Internal Documents Revealed DuPont’s Guilt

By the end of 2000, he stood in receipt of more than 110,000 pages of material relating to PFOA, some of which dated back 50 years. Among the documents were private internal memos, medical reports, and confidential studies conducted by scientists at DuPont. As reported in the featured article:

“I started seeing a story’ Bilott said. ‘I may have been the first one to actually go through them all.

It became apparent what was going on: They had known for a long time that this stuff was bad’ … The story that Bilott began to see … was astounding in its breadth, specificity and sheer brazenness.

‘I was shocked,’ he said … Bilott could not believe the scale of incriminating material that DuPont had sent him.

The company appeared not to realize what it had handed over. ‘It was one of those things where you can’t believe you’re reading what you’re reading,’ he said. ‘’That it’s actually been put in writing …

But the crucial discovery for the Tennant case was this: By the late 1980s … [Dupont] decided it needed to find a landfill for the toxic sludge … Fortunately they had recently bought 66 acres … that would do perfectly.

By 1990, DuPont had dumped 7,100 tons of PFOA sludge into Dry Run Landfill. DuPont’s scientists understood that the landfill drained into the Tennants’ remaining property, and they tested the water in Dry Run Creek. It contained an extraordinarily high concentration of PFOA.

DuPont did not tell this to the Tennants at the time, nor did it disclose the fact in the cattle report that it commissioned for the Tennant case a decade later — the report that blamed poor husbandry for the deaths of their cows. Bilott had what he needed …

In August 2000, Bilott called DuPont’s lawyer, Bernard Reilly, and explained that he knew what was going on. It was a brief conversation. The Tennants settled …”

Other Shocking Findings

According to the paperwork, DuPont’s own disposal recommendations specified PFOA should not be flushed into surface water or sewers, yet over the decades, the company disposed of hundreds of thousands of pounds of PFOA powder into the Ohio River.

The PFOA-laced sludge that went into the landfill on the property purchased from Tennant also entered the water table supplying drinking water to more than 100,000 residents in Parkersburg, Vienna, Little Hocking and Lubeck.

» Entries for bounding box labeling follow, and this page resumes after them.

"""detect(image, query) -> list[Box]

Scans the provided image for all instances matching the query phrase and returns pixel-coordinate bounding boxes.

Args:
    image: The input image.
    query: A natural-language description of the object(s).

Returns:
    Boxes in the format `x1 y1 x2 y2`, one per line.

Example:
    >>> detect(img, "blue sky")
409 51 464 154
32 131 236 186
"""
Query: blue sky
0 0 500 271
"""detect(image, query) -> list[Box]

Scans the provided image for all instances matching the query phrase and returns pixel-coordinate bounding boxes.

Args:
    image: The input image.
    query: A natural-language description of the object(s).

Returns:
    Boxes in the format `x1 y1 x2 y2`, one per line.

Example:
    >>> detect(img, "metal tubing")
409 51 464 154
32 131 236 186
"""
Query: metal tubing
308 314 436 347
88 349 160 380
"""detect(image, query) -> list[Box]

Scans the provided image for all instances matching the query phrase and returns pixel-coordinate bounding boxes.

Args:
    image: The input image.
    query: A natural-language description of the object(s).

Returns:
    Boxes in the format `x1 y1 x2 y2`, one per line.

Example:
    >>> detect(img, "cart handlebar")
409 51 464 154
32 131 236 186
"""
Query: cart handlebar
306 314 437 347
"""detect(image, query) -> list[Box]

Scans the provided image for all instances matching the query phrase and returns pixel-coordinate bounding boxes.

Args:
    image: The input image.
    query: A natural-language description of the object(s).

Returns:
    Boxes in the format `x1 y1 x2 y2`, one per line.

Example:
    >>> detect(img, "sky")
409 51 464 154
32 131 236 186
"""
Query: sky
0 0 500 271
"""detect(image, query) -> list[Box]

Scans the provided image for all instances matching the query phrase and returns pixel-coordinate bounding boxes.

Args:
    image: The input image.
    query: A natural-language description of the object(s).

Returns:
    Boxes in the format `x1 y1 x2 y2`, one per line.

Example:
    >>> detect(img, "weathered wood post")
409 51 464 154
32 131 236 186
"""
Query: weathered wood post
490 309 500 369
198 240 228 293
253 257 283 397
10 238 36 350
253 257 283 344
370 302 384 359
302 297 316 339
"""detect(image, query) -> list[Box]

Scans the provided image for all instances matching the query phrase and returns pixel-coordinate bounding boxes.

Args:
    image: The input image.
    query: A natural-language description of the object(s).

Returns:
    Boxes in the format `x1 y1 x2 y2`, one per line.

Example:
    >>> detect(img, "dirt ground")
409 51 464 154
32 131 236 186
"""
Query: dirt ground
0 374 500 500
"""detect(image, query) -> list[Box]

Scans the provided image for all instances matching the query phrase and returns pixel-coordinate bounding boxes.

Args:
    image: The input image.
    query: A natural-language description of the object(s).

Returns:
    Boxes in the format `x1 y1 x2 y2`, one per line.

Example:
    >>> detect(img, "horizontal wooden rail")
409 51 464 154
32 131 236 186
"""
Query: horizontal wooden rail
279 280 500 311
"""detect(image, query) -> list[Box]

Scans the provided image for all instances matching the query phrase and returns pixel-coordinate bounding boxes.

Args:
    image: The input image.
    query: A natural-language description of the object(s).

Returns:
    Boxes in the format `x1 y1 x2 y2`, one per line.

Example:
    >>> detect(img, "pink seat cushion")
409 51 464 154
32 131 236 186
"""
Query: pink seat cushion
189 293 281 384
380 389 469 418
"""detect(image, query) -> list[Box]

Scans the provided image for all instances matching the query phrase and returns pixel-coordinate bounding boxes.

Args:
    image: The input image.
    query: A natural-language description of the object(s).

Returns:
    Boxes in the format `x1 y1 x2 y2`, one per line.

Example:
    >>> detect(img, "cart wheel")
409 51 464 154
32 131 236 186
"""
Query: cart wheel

The documents further revealed that for four decades, 3M and DuPont had conducted secret medical studies on PFOA, revealing potential health problems in rats and rabbits as early as 1961.

In the following decade, DuPont discovered its factory workers had high levels of PFOA in their blood, but they didn’t tell the EPA about it.

In 1981, 3M found that ingestion of PFOA resulted in birth defects in rats, after which DuPont tested the children of pregnant employees in their Teflon division. Two of the seven children had eye defects.

DuPont again chose not to share the information publicly. In 1984, DuPont became aware that PFOA was present in the local water supply. By 1991, one of the local water districts had PFOA levels that were three times higher than DuPont’s own internally established safety limit for drinking water, set at one part per billion (ppb). Still the company kept quiet.